Assigning Custody Rights
Generally, parents are not permitted to give their custody rights to someone else, allowing another person to take time normally reserved for the parent. But some states, like Pennsylvania and North Carolina, allow parents to temporarily assign custody rights to a family member while they are deployed. Assignments can help a child keep a close relationship with the deployed parent through contact with that parent's family members, easing the transition when that parent returns. Assignment laws may require the deploying parent to ask the court for permission to make this assignment. Courts evaluate the assignment to ensure that it is in the child's best interests.

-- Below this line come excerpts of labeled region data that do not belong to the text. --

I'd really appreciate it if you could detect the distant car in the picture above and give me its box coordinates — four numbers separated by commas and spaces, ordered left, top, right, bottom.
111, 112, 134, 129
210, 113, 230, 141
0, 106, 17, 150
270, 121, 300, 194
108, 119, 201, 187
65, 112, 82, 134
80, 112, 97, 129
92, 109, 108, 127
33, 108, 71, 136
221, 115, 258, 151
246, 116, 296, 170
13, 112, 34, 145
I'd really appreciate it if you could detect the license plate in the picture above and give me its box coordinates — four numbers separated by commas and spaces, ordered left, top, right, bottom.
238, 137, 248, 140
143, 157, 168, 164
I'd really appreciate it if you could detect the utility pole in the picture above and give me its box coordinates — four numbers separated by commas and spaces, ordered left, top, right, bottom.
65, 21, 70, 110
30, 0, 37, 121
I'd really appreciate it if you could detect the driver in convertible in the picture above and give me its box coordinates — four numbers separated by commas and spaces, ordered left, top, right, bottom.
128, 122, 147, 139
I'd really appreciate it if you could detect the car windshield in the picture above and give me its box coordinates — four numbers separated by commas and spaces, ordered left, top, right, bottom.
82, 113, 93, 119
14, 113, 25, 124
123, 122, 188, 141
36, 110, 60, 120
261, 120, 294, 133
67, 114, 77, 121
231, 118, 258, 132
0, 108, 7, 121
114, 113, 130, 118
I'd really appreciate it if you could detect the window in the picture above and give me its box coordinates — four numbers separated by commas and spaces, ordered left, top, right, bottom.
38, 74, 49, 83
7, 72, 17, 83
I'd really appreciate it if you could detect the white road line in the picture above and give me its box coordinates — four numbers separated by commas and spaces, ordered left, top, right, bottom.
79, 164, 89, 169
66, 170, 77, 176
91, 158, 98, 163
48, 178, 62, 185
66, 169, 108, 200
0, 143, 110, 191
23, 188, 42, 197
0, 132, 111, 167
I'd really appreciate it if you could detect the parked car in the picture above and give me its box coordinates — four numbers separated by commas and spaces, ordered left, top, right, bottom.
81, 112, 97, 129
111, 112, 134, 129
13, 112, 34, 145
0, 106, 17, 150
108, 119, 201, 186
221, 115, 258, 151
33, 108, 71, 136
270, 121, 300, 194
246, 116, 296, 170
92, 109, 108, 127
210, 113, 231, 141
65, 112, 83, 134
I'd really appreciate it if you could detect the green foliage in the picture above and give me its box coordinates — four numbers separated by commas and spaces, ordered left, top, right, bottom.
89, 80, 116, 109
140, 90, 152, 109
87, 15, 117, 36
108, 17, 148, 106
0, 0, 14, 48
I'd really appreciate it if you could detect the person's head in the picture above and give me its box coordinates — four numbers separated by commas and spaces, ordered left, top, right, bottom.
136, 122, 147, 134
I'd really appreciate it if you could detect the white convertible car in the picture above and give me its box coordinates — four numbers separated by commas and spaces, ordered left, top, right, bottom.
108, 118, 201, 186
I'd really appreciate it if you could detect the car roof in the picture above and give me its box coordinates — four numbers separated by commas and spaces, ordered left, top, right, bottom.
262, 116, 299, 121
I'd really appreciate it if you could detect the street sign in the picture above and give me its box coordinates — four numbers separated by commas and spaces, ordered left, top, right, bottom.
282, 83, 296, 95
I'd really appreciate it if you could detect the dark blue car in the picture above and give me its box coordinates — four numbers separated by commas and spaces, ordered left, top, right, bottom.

Temporary Orders Are Available
States generally allow courts to issue temporary custody orders while a military parent is deployed. This allows the court to find a placement that is in the child's best interests while the deployed parent is away without hurting the deployed parent's long-term custody arrangements. For example, if one parent becomes unfit to care for the couple's children while the other parent is deployed, a court could issue temporary custody orders placing the children with another family member. Similarly, if a custody dispute between parents is not resolved prior to one parent's deployment, the court can issue a temporary order addressing custody while the deployed parent is gone.
Returning from Deployment
When a parent returns from deployment, state laws determine what happens to custody arrangements that were put in place while he was gone. For example, the same Pennsylvania law that allows deploying parents to assign their rights to someone else provides that the custody order in place before the deploying parent left must go back into effect when he returns. If a court made temporary orders while a parent was deployed, the parents may have to go back to court to determine a permanent custody arrangement.

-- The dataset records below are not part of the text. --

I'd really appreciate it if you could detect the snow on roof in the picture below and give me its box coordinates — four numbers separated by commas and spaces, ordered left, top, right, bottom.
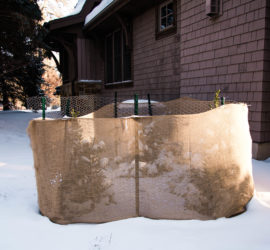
84, 0, 117, 25
69, 0, 86, 16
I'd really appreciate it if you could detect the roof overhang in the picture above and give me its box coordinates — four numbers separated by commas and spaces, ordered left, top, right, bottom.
47, 0, 101, 31
84, 0, 156, 32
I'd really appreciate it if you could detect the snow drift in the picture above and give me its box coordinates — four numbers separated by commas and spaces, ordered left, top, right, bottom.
28, 104, 253, 224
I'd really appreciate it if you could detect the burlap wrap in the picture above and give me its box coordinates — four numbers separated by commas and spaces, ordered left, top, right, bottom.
28, 104, 253, 224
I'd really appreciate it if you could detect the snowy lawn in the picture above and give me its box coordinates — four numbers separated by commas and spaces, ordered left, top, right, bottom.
0, 111, 270, 250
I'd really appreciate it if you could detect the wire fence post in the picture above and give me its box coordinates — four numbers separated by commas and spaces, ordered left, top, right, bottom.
147, 94, 153, 116
220, 96, 225, 105
114, 92, 117, 118
41, 97, 46, 120
66, 98, 70, 116
134, 94, 139, 115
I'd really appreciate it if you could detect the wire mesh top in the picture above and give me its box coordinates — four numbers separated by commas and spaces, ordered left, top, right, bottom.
27, 95, 230, 119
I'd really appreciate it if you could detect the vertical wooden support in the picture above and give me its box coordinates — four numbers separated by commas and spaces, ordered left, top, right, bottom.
220, 96, 225, 105
41, 97, 46, 120
133, 118, 140, 216
134, 94, 139, 115
147, 94, 153, 116
114, 92, 117, 118
66, 99, 70, 116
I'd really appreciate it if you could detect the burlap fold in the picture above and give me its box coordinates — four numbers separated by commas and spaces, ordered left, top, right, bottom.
28, 104, 253, 224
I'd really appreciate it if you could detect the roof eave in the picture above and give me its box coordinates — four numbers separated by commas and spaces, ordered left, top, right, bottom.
83, 0, 130, 31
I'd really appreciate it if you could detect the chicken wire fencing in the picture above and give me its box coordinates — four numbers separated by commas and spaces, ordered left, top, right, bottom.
27, 93, 232, 119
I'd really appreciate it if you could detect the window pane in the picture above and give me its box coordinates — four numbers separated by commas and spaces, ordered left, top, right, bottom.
114, 31, 122, 82
167, 3, 173, 15
160, 17, 167, 30
160, 5, 167, 17
168, 15, 173, 26
106, 35, 113, 82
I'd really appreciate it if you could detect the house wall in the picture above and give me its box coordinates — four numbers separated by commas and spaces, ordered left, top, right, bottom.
102, 3, 180, 100
70, 0, 270, 156
109, 0, 270, 145
179, 0, 270, 145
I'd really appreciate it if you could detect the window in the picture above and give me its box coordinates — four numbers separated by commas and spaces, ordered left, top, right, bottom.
156, 0, 176, 39
105, 30, 131, 84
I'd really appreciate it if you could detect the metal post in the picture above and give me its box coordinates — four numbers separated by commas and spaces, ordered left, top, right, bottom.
114, 92, 117, 118
134, 94, 139, 115
66, 99, 70, 116
147, 94, 153, 116
41, 97, 46, 120
220, 96, 226, 105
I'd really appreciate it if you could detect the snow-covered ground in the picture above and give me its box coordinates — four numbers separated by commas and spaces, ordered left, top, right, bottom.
0, 111, 270, 250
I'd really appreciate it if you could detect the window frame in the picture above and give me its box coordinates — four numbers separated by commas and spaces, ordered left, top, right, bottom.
104, 28, 132, 86
156, 0, 177, 40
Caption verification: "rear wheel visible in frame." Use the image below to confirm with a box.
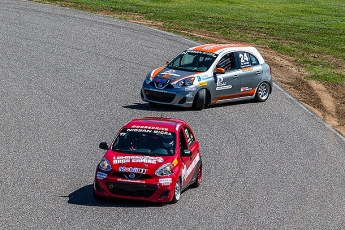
[149,102,158,107]
[255,82,271,102]
[194,89,206,110]
[192,163,202,188]
[171,179,181,204]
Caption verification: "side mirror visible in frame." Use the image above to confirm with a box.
[182,149,192,156]
[214,67,225,74]
[99,142,109,150]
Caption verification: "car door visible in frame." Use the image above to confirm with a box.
[179,126,200,188]
[235,52,263,95]
[214,52,242,100]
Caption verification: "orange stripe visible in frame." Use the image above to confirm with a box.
[152,66,165,77]
[193,44,248,53]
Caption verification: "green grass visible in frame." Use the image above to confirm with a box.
[36,0,345,84]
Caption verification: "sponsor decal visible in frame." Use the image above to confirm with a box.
[153,77,171,84]
[96,172,108,180]
[216,77,232,90]
[241,87,253,92]
[159,178,172,186]
[242,67,253,72]
[146,89,168,95]
[119,166,147,174]
[161,69,180,77]
[184,86,196,91]
[117,178,145,184]
[182,154,200,180]
[113,156,164,164]
[131,125,168,131]
[199,81,207,86]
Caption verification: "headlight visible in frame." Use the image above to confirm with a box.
[155,163,174,176]
[176,77,195,87]
[145,73,151,84]
[98,157,111,172]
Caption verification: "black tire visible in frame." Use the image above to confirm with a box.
[254,82,271,102]
[192,163,202,188]
[171,179,181,204]
[149,102,158,107]
[194,89,206,110]
[92,188,104,201]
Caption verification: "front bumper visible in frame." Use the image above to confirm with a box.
[93,171,177,203]
[140,82,197,107]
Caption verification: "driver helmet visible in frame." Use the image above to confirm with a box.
[163,135,175,148]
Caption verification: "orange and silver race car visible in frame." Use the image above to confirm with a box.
[141,44,272,110]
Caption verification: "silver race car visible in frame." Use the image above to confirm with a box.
[141,44,272,110]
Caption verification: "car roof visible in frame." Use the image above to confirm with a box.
[189,44,257,54]
[124,117,186,132]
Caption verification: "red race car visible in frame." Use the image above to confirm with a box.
[93,117,202,203]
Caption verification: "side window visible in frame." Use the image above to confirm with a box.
[183,127,195,146]
[179,129,188,151]
[238,52,251,68]
[217,53,235,72]
[238,52,259,68]
[249,54,259,66]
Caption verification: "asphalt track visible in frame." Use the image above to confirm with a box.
[0,0,345,229]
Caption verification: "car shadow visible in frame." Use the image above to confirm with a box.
[67,184,167,208]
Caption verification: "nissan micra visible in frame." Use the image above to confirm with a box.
[141,44,272,110]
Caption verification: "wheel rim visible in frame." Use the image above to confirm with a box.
[175,180,181,200]
[197,165,202,184]
[258,83,269,100]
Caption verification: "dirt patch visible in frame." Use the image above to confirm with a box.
[28,0,345,136]
[102,11,345,136]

Long-Term Changes Based on Deployments
Many states, like California and Ohio, do not allow courts to make custody decisions based solely on a parent's military service. Courts in those states cannot make long-term custody changes, such as modifications of a previous custody order, based primarily on a parent's deployment or other aspects of military service. However, since courts make custody decisions based on the child's best interests, a court can consider such factors as the stability of the child's home and the closeness of his relationship with each parent. Thus, military service can influence custody arrangements, or changes in those arrangements, even if the court does not make its decision based on military service itself.